Officers at the scene say they did not ignore Matasareanu's plight.
At least two police officers said in statements to LAPD investigators that they approached Ortiz or Skier and asked them to request another ambulance for the wounded suspect.
But neither Skier nor Ortiz mentioned any such request in their written statements about the incident. In fact, they said an officer initially steered them away from Matasareanu and directed them to Marr.
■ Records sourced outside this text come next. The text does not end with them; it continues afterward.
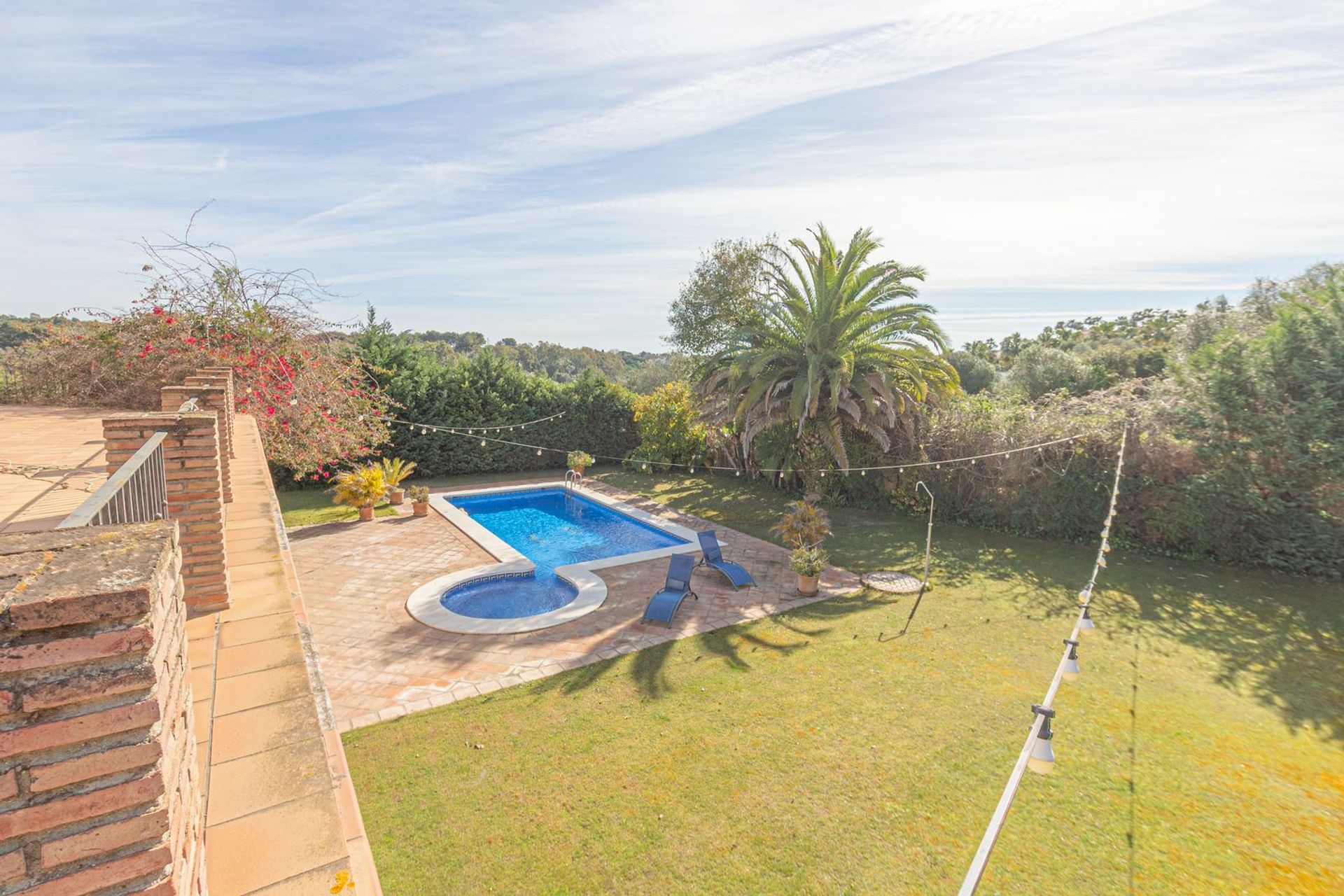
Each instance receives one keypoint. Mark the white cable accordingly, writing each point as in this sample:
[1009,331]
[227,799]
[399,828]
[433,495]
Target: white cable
[996,821]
Later, when Skier attempted to approach Matasareanu, he reported, an officer turned him away. "Get the f--- out of here. There are suspects in the area," said the officer, later identified by Skier as Vojtecky, the ranking officer at the scene.
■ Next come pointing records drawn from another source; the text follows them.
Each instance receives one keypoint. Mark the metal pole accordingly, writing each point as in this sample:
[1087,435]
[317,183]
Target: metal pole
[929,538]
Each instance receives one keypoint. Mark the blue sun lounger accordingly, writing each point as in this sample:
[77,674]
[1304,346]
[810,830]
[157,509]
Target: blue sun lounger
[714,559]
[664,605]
Vojtecky, who has since retired and moved to Washington state, could not be reached for comment. But Vincent, the city attorney, said the detective told him "he could have [made the statement], but he didn't remember."
Wilmot said firefighters usually follow police orders at a crime scene.
"If the police tell us no, that means no," he said.
After the ambulance left with Marr, Officer Futrell continued standing near Matasareanu. In an internal LAPD report, he said that he assumed an ambulance soon would arrive with help for the wounded bank robber.
Thus, he stood by the bleeding man for 20 minutes waiting, but never checking to see why help had not arrived.
By 10:52, according to LAPD communication tapes, Matasareanu had been in custody and bleeding for nearly an hour. At that point, Futrell said, he became "concerned" about Matasareanu. So he called an ambulance.
According to Police Department communication tapes, however, Futrell did not tell the dispatcher that Matasareanu's condition was urgent.
"Make sure when there's an ambulance available have him to respond to my location," he said.
A few seconds later, according to the tape, Futrell reminded the dispatcher of his request for an ambulance, again adding "when there's one available."
The dispatcher asked, "Is it an officer or a citizen?"
Futrell responded, "It's a suspect," adding for the third time, "when there's one available."
When an ambulance finally was dispatched for the dying--perhaps already dead--Matasareanu at 11 a.m., it was sent on a "nonemergency" basis.
That was because, as Wilmot said, it was dispatched "to do paperwork on a DB."
(BEGIN TEXT OF INFOBOX / INFOGRAPHIC)
The following chronology is based on police and Fire Department communication tapes, police officers' and firefighters' formal statements and interviews with civilian witnesses.
9:59 a.m.--Bleeding from 29 gunshot wounds, Emil Matasareanu surrenders to SWAT officers on Archwood Street between Hinds and Morella avenues.
10:01--Rescue Ambulance 875, with firefighter-emergency medical technicians Allen R. Skier and Jesse Ortiz, is dispatched to the scene.
10:04--Ambulance 89 also is dispatched.
10:08--Ambulances 875 and 89 are told to discontinue their run to Archwood and Morella. Skier and Ortiz, in Ambulance 875, ignore the order because they are approaching the scene and a police officer waves them in.
10:08-10:10--A police officer tells them that he thinks Matasareanu is dead. Ortiz notes that Matasareanu is "lying motionless, in a pool of blood."
10:08-10:25--Witnesses see Matasareanu repeatedly moving head and legs and hear him moaning and pleading for help. A detective fears that Matasareanu may try to stand and "prods" him twice with his feet. Another detective interrogates him.
10:13 a.m.--Ortiz calls dispatcher: "We're handling the incident on Archwood and Morella. We have one suspect down DB [dead body]. We have one civilian with a minor gunshot wound. We'll handle. We have enough PD coverage here."
10:25-10:30--Skier sees Matasareanu move and approaches him, but a police officer tells Skier, "Get the f--- out of here. There are suspects in the area."
10:30--Skier and Ortiz leave, carrying civilian William Marr, who suffered minor head wounds from glass and bullet fragments, but leaving Matasareanu, who is still moving about and bleeding profusely.
10:52--Matasareanu nears death. Officer John Futrell asks dispatcher to send an ambulance for Matasareanu "when there's one available."
11:05--Ambulance 60, dispatched nonemergency, arrives at Archwood and Morella "to do paperwork on a DB."
11:10--Matasareanu is pronounced dead.